The Italian master of the Renaissance Sandro Botticelli has repeatedly portrayed in his works of St. John the Baptist. The forerunner of Christ was one of the most popular in the painting of the entire Renaissance, with the popularity being second only to the Holy Virgin Mary. He was usually portrayed in two forms – as a cute baby or a young man, or as a thin, emaciated adult. The saint is present in the paintings of such pillars of painting as Leonardo da Vinci, Titian, Raphael Santi, Rogier van der Weyden and many others.

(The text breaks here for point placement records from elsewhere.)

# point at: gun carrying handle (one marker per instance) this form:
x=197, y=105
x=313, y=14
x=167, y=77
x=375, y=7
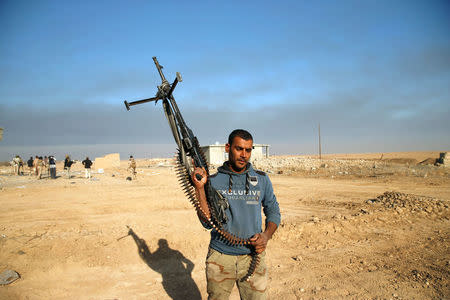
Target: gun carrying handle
x=159, y=67
x=127, y=105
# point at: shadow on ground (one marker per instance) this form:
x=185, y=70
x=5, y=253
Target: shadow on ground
x=174, y=268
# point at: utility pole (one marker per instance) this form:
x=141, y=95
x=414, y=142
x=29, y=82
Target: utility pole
x=320, y=145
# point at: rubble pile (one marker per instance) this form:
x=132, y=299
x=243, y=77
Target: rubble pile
x=341, y=167
x=411, y=203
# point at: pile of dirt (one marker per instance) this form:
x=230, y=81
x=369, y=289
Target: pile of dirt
x=409, y=202
x=429, y=161
x=405, y=161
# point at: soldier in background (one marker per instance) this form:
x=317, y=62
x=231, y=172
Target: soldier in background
x=52, y=166
x=46, y=166
x=67, y=164
x=87, y=163
x=132, y=166
x=35, y=162
x=30, y=164
x=39, y=167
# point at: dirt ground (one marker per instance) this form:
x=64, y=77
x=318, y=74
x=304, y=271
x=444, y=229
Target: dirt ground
x=382, y=236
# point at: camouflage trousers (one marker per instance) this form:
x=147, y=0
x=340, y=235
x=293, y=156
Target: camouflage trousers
x=223, y=271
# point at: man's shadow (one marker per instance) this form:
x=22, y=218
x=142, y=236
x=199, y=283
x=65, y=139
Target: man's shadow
x=174, y=268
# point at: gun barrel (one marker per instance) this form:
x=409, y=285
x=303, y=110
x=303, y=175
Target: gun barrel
x=128, y=104
x=159, y=68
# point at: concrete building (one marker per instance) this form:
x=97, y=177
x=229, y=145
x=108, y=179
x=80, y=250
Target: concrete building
x=216, y=155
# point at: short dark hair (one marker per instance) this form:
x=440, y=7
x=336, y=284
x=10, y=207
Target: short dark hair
x=244, y=134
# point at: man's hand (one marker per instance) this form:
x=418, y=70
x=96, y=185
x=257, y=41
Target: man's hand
x=199, y=184
x=259, y=241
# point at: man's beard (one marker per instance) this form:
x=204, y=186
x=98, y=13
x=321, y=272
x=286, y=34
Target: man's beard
x=234, y=166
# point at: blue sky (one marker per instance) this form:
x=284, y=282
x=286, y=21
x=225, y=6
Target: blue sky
x=375, y=74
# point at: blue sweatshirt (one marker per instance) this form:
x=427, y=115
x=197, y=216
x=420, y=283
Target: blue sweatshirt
x=246, y=193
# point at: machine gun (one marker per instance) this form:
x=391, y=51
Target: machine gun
x=190, y=155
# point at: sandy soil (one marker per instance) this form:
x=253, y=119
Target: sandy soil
x=339, y=237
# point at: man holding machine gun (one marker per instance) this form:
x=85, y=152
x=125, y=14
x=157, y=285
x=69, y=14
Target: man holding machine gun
x=246, y=190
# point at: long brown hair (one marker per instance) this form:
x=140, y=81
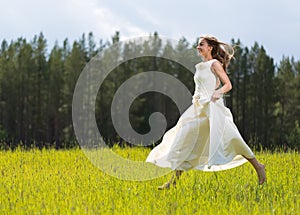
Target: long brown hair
x=223, y=52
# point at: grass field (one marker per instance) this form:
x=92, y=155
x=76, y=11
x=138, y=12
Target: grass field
x=65, y=182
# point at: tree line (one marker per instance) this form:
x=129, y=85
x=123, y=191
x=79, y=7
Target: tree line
x=37, y=85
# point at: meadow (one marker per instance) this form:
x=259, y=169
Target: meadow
x=52, y=181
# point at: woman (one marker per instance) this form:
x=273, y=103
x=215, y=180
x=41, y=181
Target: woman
x=205, y=136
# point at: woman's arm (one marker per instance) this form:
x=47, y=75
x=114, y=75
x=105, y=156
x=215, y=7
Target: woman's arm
x=220, y=72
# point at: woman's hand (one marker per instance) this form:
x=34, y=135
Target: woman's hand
x=217, y=95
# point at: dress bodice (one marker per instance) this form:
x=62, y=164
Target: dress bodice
x=205, y=81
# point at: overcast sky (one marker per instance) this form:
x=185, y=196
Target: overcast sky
x=272, y=23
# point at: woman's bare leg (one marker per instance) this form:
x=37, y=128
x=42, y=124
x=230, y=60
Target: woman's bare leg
x=260, y=170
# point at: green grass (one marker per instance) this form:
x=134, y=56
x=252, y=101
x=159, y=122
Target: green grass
x=65, y=182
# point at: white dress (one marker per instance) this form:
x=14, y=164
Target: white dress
x=205, y=136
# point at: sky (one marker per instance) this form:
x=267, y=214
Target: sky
x=275, y=24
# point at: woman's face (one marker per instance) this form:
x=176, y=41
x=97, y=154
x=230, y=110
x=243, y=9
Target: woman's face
x=203, y=48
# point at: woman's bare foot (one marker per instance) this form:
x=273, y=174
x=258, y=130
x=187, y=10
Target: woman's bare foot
x=261, y=172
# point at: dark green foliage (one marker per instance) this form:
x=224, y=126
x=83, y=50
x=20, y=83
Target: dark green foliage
x=37, y=85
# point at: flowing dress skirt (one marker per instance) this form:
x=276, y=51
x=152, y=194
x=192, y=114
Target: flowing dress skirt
x=204, y=138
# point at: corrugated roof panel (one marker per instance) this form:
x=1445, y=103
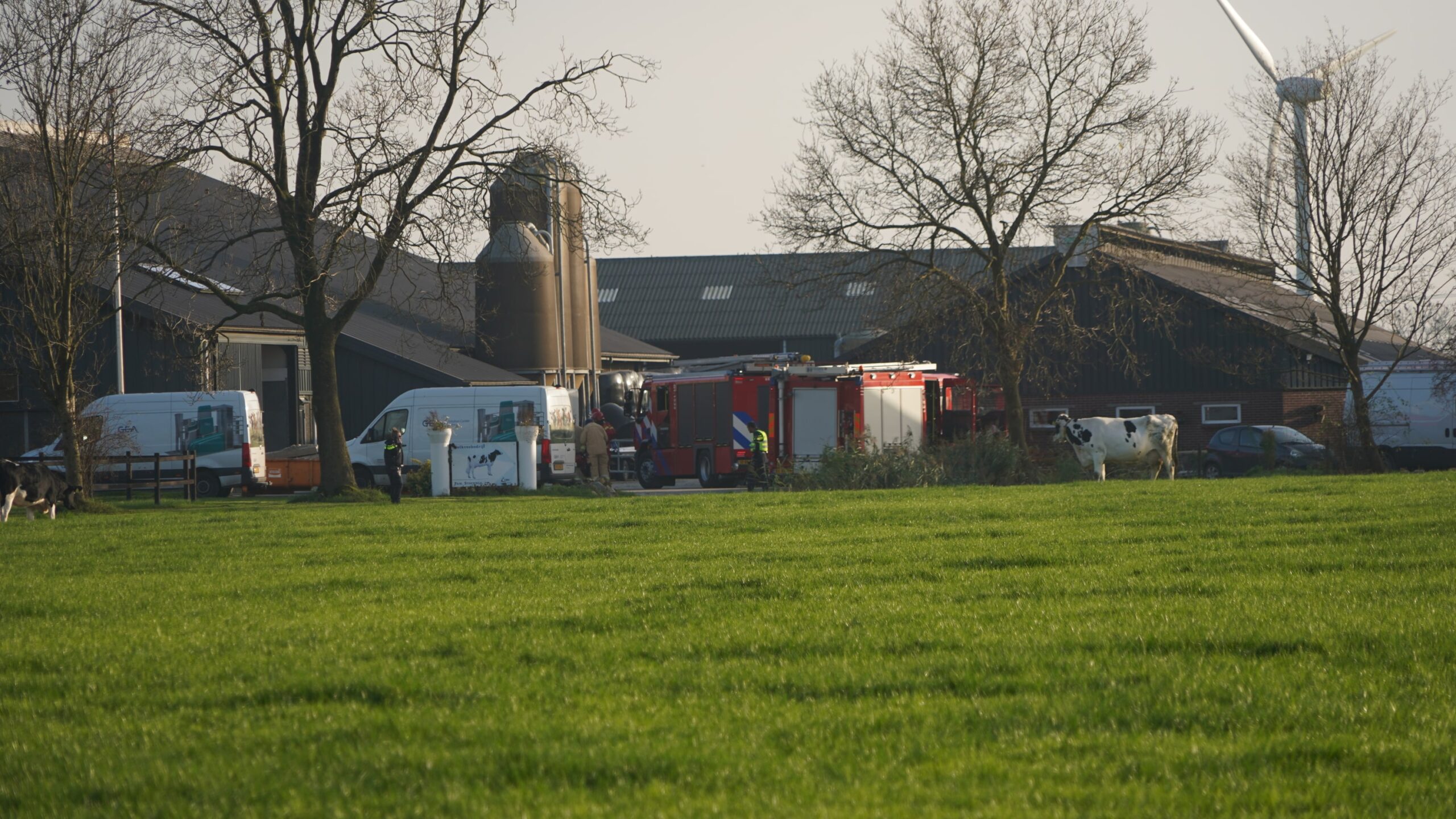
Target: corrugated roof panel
x=756, y=296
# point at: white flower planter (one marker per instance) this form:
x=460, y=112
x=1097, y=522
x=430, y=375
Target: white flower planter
x=439, y=461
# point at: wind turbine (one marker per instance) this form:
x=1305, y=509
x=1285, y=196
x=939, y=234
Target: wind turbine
x=1298, y=92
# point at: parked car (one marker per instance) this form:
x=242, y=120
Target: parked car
x=1238, y=449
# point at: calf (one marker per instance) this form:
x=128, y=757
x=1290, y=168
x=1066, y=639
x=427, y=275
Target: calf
x=1149, y=441
x=31, y=486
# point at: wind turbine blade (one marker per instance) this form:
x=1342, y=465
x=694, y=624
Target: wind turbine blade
x=1267, y=206
x=1350, y=56
x=1252, y=42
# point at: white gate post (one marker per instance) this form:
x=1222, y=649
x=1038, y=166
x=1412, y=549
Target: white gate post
x=440, y=461
x=526, y=470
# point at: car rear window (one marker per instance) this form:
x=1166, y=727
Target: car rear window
x=1285, y=435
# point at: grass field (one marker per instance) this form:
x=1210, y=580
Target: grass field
x=1202, y=647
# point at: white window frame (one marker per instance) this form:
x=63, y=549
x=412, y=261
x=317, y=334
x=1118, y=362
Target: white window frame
x=1053, y=411
x=1238, y=414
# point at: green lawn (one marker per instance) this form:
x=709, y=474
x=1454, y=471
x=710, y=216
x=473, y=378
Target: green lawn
x=1197, y=647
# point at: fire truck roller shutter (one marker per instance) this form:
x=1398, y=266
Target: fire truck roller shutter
x=765, y=408
x=704, y=426
x=723, y=432
x=895, y=416
x=814, y=420
x=686, y=414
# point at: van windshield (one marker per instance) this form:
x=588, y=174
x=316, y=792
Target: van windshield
x=385, y=423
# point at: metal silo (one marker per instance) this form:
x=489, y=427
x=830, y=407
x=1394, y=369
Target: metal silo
x=544, y=193
x=518, y=302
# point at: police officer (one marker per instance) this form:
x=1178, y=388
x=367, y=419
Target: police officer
x=395, y=462
x=759, y=446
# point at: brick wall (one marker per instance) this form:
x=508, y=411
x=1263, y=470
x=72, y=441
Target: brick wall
x=1311, y=411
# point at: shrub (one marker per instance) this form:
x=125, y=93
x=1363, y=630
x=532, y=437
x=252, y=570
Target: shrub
x=985, y=460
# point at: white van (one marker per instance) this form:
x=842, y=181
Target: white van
x=481, y=414
x=225, y=429
x=1414, y=419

Among the works of Botticelli, the Madonna with Child and Young John the Baptist, kept in the Art Museum of the Brazilian Sao Paulo, as well as the Madonna with Child, John the Baptist and John the Theologian, better known as the altar of Bardi, should be noted. Giovanni de Bardi, who came from Florence, was known to contemporaries as a “great English merchant”, he led the Medici Bank in London for a long time and made his money on the export of wool.
When Bardi returned to his hometown from England in 1483, he built the Santo Spirito chapel, wanting to find spiritual salvation. Nowadays, the upper part of the altar and the paneling are still in the chapel of Bardi, in a prominent position to the left of the choir. The altar is located in Berlin Hemaldegaleri, while the original frame produced by wood carver and architect Giuliano da Sangallo was lost.
In addition to these famous master paintings, there are several more images of John the Baptist. One of them, written in 1490, is stored in the name room in Uffizzi.